Molly Deane, trauma surgeon at Harbor-UCLA Medical Center, stands in front of the hospital.   

"When we are treating them in the hospital, we always talk about this ‘teachable moment,’ where you kind of have somebody who suddenly has a different perspective on what's going on in their life, because they've been injured. They're in the hospital, they're in a different environment and I think they have the chance to really reflect on what's happened. How did they get in that circumstance and is it something that they want to continue on with?"

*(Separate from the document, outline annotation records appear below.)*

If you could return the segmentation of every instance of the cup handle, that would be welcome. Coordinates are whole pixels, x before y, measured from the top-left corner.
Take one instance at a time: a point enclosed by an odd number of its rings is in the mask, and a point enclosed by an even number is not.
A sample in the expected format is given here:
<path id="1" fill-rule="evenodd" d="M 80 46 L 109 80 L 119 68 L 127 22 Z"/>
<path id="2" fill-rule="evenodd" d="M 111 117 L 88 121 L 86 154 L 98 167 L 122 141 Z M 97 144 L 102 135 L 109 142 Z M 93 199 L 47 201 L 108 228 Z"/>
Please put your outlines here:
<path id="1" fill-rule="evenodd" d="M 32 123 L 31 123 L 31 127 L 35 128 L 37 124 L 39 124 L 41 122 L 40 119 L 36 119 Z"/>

-- Molly Deane, trauma surgeon at Harbor-UCLA Medical Center

Javier Martinez poses in front of the hospital. Martinez is a case worker involved in hospital-based violence intervention for Southern California Crossroads. The nonprofit does work at Harbor-UCLA Medical Center and St. Francis Medical Center.

"A lot of these individuals come from areas where there's poverty or a lot of low-income homes where people are struggling to make a living. So, we try to try to encourage them to either finish school or get vocational training that way. When you're working eight hours a day and making good money, you're not on the streets eight hours a day hustling."

-- Javier Martinez, a case worker involved in hospital-based violence intervention for Southern California Crossroads.